Rationalize the Denominator 04:23 minutes

Video Transcript

Transcript Rationalize the Denominator

Meet Mellow Mike. He’s a happy fellow and quite content with his tranquil life living on the first floor of a two-story house except for one problem, his roommate, Radical Ruben. Mellow Mike wants Ruben to move out and go away because Ruben is way too radical for Mike’s taste. The chaos Ruben causes disrupts the harmony of their shared space. Dealing with Reuben is a lot like Rationalizing the Denominator in radical expressions with fractions. How, you ask? Let me show you.

Simplifying Radical Equations

When you simplify radical expressions in fractions, just like Mike, you want to get rid of the radical living on the first floor of the fraction or rather, in the denominator. Take a look at this fraction: two over root 3. How can we make root 3 go away? To solve this problem, let’s first review the Product Property of Square Roots. The property states the square root of ‘a’ times the square root of ‘b’ is equal to the square root of the product ‘ab.’

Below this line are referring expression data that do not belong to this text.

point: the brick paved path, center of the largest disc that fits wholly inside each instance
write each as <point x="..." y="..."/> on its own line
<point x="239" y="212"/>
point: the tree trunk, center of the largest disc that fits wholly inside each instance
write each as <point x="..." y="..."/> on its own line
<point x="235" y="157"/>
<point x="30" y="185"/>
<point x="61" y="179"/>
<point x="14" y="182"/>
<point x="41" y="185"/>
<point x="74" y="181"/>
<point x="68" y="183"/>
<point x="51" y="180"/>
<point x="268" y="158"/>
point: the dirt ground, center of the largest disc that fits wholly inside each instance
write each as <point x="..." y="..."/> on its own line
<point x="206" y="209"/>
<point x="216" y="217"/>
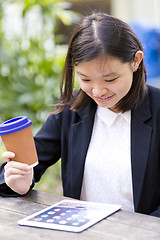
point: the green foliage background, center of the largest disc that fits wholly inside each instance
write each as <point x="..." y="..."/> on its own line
<point x="30" y="68"/>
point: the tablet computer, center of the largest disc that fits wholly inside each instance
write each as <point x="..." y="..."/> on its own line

Let’s look at an example, the square root of 3 times the square root of 3 is the same as the square root of the product of 3 and 3 which is the same as the square root of 9 which is a perfect square - and equal to 3. How can we use this information to get rid of root 3 in the denominator of this fraction? Multiply the fraction by another fraction that is equal to one and comprised of the radical from the denominator - in this case, root 3 over root 3.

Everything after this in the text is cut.